In Ben Eater’s series of videos building an 8-bit CPU on breadboards he has ROMs that are indexed by the opcode (4 bits of the instruction) + a step counter to determine the control word. The ROM stands in for what could be done with sufficiently complicated logic gates. I like it as a next step on the hardware side as you get hands on experience with electronics and having to troubleshoot it.
It’s disappointing how it only has 16 bytes of RAM so you can’t really build higher levels of abstraction like you can with nand2tetris. But at that point you could (I should) either redo it with a better design (and put it on PCBs) or move on to the 6502 project, and then since that puts together a timer, CPU, ROM, RAM, I/O, UART, etc. mentally group those together and move on to microcontrollers that already have them together.
Anyone interested in reading about how a CPU could be made out of logic gates could also read Code by Charles Petzold (moves slower, recently updated) and/or Pattern on the Stone by Danny Hillis (moves faster).
Edit: I just checked Code (2nd edition) and that uses a 4 bit cycle counter and hard logic gates to determine what to do each cycle. But then it uses an array of diodes for part of the logic. Would that be considered microcode?
[0] there were classes that covered more advanced (pipelined) CPUs in another CS class but not at quite a low level where you felt like you could make one yourself
There certainly is no need to go to university to learn chip design. Watching a few Alan Kay talks [3] or browsing Bitsavers computer designs [4] are good starting points.
We made an easier way (than FPGA) to simulate and convert your gate level design into transistors on a chip (for less than $200 in 2026).

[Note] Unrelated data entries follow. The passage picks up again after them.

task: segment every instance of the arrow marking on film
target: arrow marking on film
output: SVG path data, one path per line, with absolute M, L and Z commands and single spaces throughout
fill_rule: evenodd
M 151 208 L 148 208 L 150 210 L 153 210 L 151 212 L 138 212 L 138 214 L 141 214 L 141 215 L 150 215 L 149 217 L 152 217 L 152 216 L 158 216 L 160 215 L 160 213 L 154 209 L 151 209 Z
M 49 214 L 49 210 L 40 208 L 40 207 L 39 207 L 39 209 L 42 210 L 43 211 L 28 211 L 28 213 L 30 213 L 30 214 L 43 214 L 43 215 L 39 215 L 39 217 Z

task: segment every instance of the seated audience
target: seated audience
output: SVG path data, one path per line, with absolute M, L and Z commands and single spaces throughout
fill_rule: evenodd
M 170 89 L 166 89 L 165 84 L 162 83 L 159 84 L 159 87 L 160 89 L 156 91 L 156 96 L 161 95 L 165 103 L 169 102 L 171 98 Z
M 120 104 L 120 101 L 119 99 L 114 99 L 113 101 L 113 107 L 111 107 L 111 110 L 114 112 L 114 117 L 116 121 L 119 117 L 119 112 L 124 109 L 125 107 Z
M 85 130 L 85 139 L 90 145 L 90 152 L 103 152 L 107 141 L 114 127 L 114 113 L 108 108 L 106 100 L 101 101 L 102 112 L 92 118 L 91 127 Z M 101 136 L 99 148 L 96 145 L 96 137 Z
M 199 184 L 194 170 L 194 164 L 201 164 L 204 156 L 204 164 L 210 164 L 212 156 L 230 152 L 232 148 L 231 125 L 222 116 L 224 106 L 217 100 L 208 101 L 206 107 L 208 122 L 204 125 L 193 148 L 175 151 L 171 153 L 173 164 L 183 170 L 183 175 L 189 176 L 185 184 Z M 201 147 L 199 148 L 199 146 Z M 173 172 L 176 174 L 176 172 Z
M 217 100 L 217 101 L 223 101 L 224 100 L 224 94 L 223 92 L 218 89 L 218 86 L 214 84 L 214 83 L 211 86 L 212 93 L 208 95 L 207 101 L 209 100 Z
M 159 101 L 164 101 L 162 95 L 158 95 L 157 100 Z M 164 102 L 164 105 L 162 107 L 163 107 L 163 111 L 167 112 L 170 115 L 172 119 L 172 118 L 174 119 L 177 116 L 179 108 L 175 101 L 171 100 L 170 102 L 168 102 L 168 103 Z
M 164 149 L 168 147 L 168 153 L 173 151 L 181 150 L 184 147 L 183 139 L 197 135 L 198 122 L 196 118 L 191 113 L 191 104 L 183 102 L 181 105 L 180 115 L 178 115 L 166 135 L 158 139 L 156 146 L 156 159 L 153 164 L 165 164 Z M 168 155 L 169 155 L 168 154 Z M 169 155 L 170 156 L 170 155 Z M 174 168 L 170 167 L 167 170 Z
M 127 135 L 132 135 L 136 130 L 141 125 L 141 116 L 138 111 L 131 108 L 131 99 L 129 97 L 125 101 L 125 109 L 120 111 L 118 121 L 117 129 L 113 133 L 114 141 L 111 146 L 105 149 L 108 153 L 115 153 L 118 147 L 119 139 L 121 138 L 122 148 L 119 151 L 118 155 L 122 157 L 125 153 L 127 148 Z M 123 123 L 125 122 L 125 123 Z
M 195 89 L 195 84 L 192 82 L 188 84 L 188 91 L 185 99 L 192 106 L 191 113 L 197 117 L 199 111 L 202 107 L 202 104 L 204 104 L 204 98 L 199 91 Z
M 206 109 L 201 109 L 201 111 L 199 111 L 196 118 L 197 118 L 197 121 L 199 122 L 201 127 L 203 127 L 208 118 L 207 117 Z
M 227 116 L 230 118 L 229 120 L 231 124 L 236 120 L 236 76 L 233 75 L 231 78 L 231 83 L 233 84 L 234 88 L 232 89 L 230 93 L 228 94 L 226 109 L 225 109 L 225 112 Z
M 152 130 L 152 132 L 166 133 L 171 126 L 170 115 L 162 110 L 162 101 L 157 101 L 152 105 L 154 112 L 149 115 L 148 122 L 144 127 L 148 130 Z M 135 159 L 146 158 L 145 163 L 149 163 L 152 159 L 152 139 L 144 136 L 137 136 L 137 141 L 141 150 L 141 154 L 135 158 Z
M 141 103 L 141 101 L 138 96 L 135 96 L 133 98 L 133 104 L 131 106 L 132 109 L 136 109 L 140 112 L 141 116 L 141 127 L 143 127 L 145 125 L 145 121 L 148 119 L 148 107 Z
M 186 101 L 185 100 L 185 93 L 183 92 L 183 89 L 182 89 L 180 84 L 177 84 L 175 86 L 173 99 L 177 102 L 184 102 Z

We call it Morphle Logic [1].
Eventually you grow into making the largest fastest and cheapest supercomputer wafer scale integration [2].
[1] https://github.com/fiberhood/MorphleLogic/blob/main/README_M...
[2]https://www.youtube.com/watch?v=vbqKClBwFwI
[3] https://www.youtube.com/watch?v=f1605Zmwek8
[4] http://bitsavers.informatik.uni-stuttgart.de/pdf/xerox/alto/...
It's not really needless complication of there is a reason for the complication. Obvioudsly in this case the need to be backward compatible with an old design made the implemtation more complicated than if they didn't need to do that. There were very, very strong business reasons why backward compatibility was a design requirment.